Parallèlement à cette réflexion sur la compétence et la performance, Chomsky développe l’idée que la compétence linguistique repose sur des principes universels communs à toutes les langues. Ces universaux linguistiques constituent la base de ce qu’il appelle la « grammaire universelle », un ensemble de structures innées qui sous-tendent toutes les langues humaines, malgré leurs différences superficielles. L’objectif de la théorie générative est de modéliser ces structures universelles et de formuler des règles applicables à toutes les langues.

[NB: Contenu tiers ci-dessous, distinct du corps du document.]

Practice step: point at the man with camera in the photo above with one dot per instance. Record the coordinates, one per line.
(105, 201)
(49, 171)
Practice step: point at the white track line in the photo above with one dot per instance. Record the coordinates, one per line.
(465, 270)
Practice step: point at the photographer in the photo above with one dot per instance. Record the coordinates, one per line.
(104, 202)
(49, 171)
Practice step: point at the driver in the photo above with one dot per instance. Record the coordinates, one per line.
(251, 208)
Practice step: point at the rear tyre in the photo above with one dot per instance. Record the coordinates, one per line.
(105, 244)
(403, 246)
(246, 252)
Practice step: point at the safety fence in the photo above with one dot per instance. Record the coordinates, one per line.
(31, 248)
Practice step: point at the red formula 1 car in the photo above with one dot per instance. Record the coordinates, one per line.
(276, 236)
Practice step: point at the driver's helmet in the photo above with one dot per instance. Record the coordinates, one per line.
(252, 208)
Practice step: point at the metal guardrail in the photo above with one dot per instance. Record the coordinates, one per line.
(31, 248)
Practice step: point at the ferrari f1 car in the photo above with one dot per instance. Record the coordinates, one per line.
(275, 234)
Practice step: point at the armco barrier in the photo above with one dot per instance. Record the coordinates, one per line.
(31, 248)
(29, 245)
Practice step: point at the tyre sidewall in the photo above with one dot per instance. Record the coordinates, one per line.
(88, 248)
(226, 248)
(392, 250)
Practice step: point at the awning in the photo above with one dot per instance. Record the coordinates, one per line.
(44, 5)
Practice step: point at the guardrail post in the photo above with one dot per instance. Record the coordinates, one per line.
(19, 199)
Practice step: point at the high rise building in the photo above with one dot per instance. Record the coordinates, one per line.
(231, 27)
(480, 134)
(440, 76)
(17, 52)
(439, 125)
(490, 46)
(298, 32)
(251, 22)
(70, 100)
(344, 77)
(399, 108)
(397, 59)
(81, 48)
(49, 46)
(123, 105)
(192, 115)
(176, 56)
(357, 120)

Cependant, cette quête d’une grammaire universelle soulève plusieurs défis. Le premier concerne l’étendue des caractéristiques universelles. Chomsky n’a jamais donné de réponse définitive à la question de savoir si toutes les règles de la grammaire générative sont universelles, ou si seules certaines d’entre elles le sont. Il suggère que les principes fondamentaux, comme la distinction entre structure profonde et structure superficielle, appartiennent à la grammaire universelle, mais il laisse entendre à d’autres moments que toutes les règles de la grammaire pourraient être universelles.
Le second défi est méthodologique. Les modèles de grammaire générative ont été principalement élaborés à partir de l’anglais et des langues indo-européennes. Cependant, les études comparatives sur des langues non indo-européennes ont montré que certaines des catégories utilisées dans ces modèles ne s’appliquent pas à toutes les langues. Cela met en question l’universalité des structures décrites et souligne la nécessité de conduire des recherches sur un plus grand éventail de langues pour valider ces théories.

Enfin, une autre question essentielle soulevée par Chomsky est celle des relations entre les universaux linguistiques et les universaux cognitifs ou perceptifs. Certaines théories psychologiques suggèrent que de nombreux principes à l’œuvre dans le langage sont également présents dans d’autres aspects du comportement humain, ce qui pourrait remettre en cause la spécificité des structures linguistiques universelles. Chomsky reconnaît que le langage partage certaines caractéristiques avec d’autres systèmes cognitifs, comme l’intentionnalité ou la structure syntaxique, mais il soutient que la spécificité du langage réside dans sa créativité. Cette créativité, selon lui, distingue fondamentalement le langage humain des autres formes de communication et des autres comportements cognitifs.
En conclusion, la distinction entre compétence et performance, ainsi que l’idée d’une grammaire universelle, constituent des piliers de la théorie linguistique de Chomsky. Si la compétence est un système abstrait de règles mentales, la performance est l’expression concrète de ce savoir dans des situations réelles, influencée par de nombreux facteurs. Les universaux linguistiques, quant à eux, restent un concept central mais difficile à valider de manière exhaustive, en raison de la diversité des langues naturelles et des contraintes méthodologiques qui en découlent. Ces réflexions continuent de susciter des débats, tant dans le champ de la linguistique que dans celui de la psychologie cognitive.